Atlanta, November 14, 2018 – Rob Worden and Sarah McLean, authors of Mirage of Police Reform, participated in an “author-meets-critics” session at this year’s American Society of Criminology meeting today. (See the news post on the book’s publication and contents here.) Chuck Katz (Arizona State University), Tammy Rinehart Kochel (Southern Illinois University), and Lorraine Mazerolle (University of Queensland) were the “critics” who offered comments on the book. David Bayley, distinguished professor emeritus of the University at Albany, chaired the session. Shown in the post-session photograph are (left to right) Kochel, Mazerolle, Bayley, McLean, and Worden.
The audience included SUNY-Albany doctoral alumni Heidi Bonner, Tanya Meisenholder, and Chris Harris, shown here with Bayley, McLean, and Worden.
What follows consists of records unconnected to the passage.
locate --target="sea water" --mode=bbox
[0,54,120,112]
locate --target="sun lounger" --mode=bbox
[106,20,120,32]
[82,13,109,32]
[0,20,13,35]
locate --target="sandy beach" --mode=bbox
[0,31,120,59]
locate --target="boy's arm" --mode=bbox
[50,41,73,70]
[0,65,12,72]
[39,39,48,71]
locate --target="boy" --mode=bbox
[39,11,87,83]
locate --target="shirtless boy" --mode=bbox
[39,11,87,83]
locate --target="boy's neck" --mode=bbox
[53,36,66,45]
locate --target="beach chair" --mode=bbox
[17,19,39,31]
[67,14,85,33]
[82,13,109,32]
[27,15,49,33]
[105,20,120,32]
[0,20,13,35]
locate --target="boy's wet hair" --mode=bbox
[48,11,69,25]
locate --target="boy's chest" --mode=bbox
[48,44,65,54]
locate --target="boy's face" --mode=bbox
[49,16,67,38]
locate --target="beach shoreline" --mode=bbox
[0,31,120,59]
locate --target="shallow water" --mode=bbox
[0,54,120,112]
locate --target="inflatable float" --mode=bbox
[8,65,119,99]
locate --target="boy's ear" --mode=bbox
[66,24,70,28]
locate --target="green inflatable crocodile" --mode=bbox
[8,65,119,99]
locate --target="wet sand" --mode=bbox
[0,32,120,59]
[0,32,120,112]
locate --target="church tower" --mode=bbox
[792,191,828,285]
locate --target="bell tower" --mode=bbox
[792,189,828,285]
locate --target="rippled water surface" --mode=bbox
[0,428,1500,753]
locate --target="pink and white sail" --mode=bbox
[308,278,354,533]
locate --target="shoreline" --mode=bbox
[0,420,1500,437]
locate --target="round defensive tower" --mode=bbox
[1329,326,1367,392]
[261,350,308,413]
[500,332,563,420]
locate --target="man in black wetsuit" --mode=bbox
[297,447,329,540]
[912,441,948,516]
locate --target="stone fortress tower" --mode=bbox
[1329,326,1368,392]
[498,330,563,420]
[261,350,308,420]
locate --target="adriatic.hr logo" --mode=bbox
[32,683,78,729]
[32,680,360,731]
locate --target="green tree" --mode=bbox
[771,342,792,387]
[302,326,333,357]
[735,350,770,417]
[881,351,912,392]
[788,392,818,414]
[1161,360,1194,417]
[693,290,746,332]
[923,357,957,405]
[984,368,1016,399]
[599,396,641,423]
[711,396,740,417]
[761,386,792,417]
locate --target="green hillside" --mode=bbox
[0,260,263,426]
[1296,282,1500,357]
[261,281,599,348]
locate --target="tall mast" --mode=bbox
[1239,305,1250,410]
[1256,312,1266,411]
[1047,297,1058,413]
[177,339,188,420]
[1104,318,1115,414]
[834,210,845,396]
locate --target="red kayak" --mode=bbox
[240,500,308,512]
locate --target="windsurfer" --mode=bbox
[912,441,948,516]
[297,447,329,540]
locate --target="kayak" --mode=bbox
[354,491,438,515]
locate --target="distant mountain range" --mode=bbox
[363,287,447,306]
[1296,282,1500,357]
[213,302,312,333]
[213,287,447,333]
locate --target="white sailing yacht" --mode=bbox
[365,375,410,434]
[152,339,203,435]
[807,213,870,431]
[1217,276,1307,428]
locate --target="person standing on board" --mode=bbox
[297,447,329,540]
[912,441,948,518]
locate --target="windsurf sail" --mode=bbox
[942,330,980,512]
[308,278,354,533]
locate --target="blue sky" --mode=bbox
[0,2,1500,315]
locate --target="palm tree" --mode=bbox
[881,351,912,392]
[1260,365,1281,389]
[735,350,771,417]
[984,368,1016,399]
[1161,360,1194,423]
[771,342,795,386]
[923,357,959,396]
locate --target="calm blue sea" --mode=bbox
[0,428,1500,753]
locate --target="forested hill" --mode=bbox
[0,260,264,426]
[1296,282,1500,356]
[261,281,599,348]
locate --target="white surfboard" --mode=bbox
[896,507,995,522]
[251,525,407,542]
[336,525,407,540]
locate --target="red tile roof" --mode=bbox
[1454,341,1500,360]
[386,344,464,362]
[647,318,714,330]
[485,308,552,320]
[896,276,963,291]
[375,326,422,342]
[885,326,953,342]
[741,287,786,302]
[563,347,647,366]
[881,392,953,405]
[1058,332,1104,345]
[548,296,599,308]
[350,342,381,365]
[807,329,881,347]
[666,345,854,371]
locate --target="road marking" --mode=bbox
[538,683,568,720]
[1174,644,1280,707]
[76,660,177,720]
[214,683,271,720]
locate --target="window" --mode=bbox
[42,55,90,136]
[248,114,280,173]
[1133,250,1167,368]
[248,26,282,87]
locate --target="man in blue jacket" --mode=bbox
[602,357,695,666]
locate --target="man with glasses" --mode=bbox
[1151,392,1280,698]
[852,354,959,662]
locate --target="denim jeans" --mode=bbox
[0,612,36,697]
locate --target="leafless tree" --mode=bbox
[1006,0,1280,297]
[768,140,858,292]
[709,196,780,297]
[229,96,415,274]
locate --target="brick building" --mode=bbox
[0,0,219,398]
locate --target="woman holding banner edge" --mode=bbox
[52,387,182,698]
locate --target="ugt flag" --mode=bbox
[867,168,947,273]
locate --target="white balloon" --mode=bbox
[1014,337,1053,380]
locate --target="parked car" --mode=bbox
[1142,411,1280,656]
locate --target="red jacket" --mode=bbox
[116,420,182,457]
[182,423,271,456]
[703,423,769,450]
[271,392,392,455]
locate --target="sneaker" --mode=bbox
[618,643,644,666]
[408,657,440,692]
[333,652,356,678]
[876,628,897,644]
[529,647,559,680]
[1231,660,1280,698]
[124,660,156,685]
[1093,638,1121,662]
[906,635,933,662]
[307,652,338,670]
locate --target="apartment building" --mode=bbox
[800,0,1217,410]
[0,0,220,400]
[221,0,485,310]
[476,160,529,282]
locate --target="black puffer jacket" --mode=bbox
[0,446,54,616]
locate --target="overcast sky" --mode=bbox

In a post prepared for this occasion and appearing in the blog of the book’s publisher, the University of California Press, Worden and McLean commented on current reform efforts underway in Chicago, applying the perspective on police reform explained in Mirage of Police Reform. In Police Reform, Chicago Style, they point out that procedural justice is featured in the consent decree, even though Chicago police have been down that reform path previously, and they explain why no one should be optimistic that it will lead to a better place this time.